2015年2月3日火曜日

[15] 2.アドリシュタ・パラ(見えない結果)

「ドリシュタ」に否定の接頭辞「ア」をつけると「目によって観察できないもの」という意味の「アドリシュタ」という言葉になります。

アドリシュタ・パラは、ある行為の結果として、ドリシュタ・パラとは別にある、目に見えない部分の結果です。

何かしらの行動を取った際、ドリシュタ・パラと共に、アドリシュタ・パラも発生し、見えない形で自分の名の下にポイントの様に蓄積され、「運」という要因として、将来の自分の行動の結果に影響を与える、というものです。

目に見えないので、アドリシュタ・パラが「有る」と科学的に証明することは出来ません。科学とは、感覚器官を通して集められたデータを元に成り立っているからです。

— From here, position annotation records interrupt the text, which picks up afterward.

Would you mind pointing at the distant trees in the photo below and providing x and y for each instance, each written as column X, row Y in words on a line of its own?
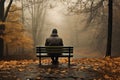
column 15, row 35
column 34, row 15
column 12, row 32
column 95, row 10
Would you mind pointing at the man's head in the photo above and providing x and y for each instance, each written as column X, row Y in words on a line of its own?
column 54, row 31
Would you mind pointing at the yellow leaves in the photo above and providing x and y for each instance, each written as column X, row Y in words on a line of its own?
column 6, row 65
column 106, row 76
column 21, row 69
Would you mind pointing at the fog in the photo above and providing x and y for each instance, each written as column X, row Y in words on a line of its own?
column 71, row 30
column 87, row 41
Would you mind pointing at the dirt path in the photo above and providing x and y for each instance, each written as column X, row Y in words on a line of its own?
column 80, row 69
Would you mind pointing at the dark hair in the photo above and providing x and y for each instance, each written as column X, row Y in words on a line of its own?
column 54, row 31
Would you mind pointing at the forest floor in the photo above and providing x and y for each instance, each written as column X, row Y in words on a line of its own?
column 80, row 69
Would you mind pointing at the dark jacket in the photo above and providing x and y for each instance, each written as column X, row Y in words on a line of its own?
column 54, row 40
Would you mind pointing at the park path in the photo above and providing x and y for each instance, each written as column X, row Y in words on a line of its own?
column 80, row 69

そして同時に、同じ理由から「無い」とも証明出来ないのがアドリシュタ・パラです。

科学的に因果関係を証明出来る結果はドリシュタ・パラと呼ばれるべきであり、そうでない結果がアドリシュタ・パラと呼ばれているのです。

「じゃあ、アドリシュタ・パラの存在は信じるしか無いのか?」というと、そうでもありません。ここからが大事です。アドリシュタ・パラとは、信じるか信じないかの対象はなく、理解し認識する対象であるということです。この点が、この宇宙の在り方、自分の在り方についての理解についての重要点になります。

結論から言うと、大事なことは、「この大宇宙の複雑で巨大な因果関係のネットワークの中で、人間が知り得る部分はほんの一部であり、知り得ない部分は多大にある」と認めることです。「人間に分からないことは沢山ある。自分の身の上に起こる結果にも、自分には知り得ない要因が沢山絡んでいる」という認識は客観的であり、現実的です。これを認めないのは主観的であり非現実的です。

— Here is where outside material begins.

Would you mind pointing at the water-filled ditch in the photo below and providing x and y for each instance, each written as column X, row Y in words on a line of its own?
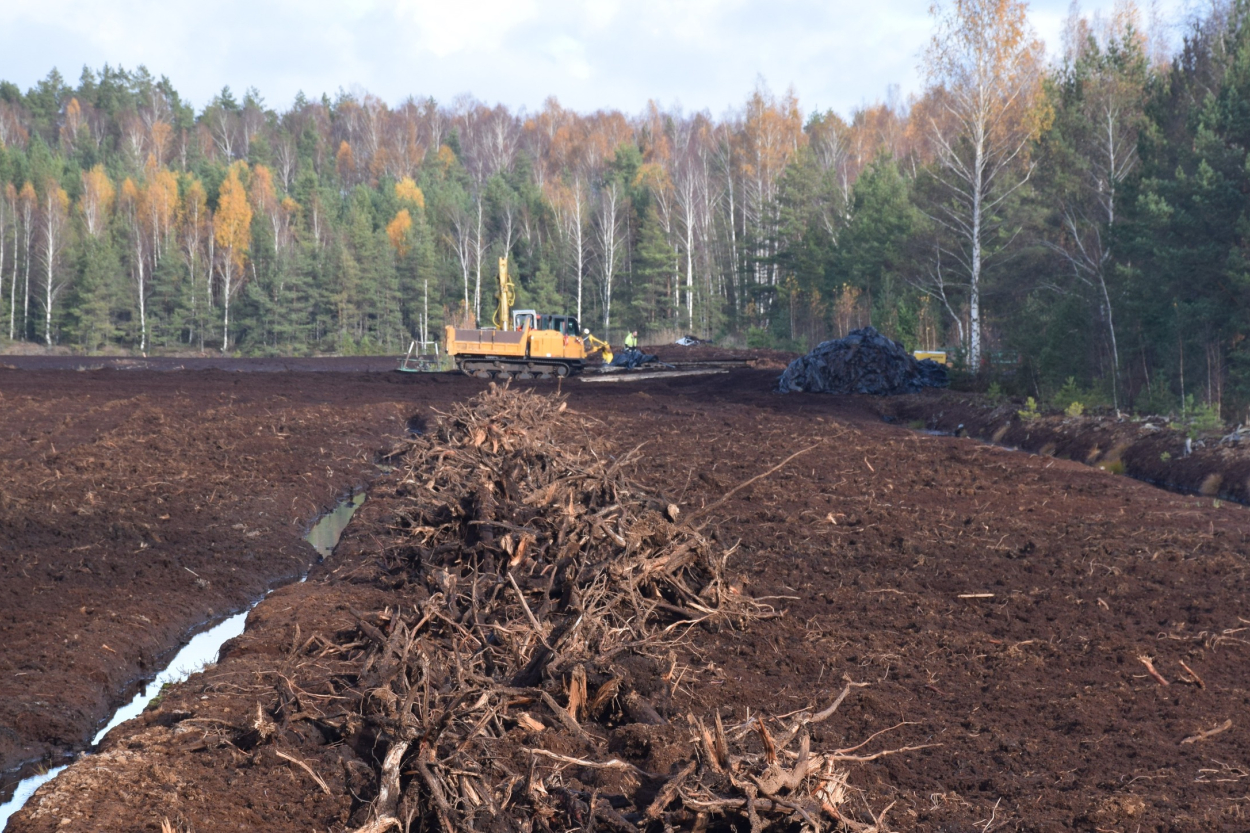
column 201, row 651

ドリシュタ・パラもアドリシュタ・パラも両方、原因と結果を結ぶロジックは同じなのです。そこには数え切れない程もある複雑な要因が、物理の法則、生理の法則、心理の法則などの秩序に整然と従い、結果を生み出しています。この面ではドリシュタ・パラもアドリシュタ・パラも変わりません。ドリシュタ・パラとアドリシュタ・パラの違いは、唯一つ。因果関係が私達に理解出来る範囲にあるか否かだけです。

この宇宙で起きること全ては、想像しきれないほど複雑に絡み合った因果関係のネットワークの中で、寸分の狂いも無い法則に沿って秩序正しく表われた結果なのです

文字通り天文学的に巨大なスケールの因果関係ネットワークは複雑すぎて、人間の知能はおろかスーパーコンピューターでさえも、正確に将来の可能性を算出することは出来ません。因果関係に関わる要因があまりにも多いからです。この宇宙そのものとして無限に広がる莫大な知識の現われの中で、私達人間が感知出来るのは、視覚、聴覚、触覚、嗅覚、味覚という五感の対象物のみです。量子物理学も天文学もニューロサイエンスも、全てはこれら五感を通して集めたデータを基に、推論と実験を重ねただけなのです。この大宇宙を、目鼻口といった小さな穴を通して見ているようなものです。そして、目鼻口の穴から見えない部分を「アドリシュタ(見えない)」と呼んでいるのです。これはとても客観的なものの見方です。

この部分を認識することによって、より客観的に世の中を把握することが出来ます。成長した心、豊かな心を持つ人とは、この見えない部分を、きちんと見えない部分として認識している人のことなのです。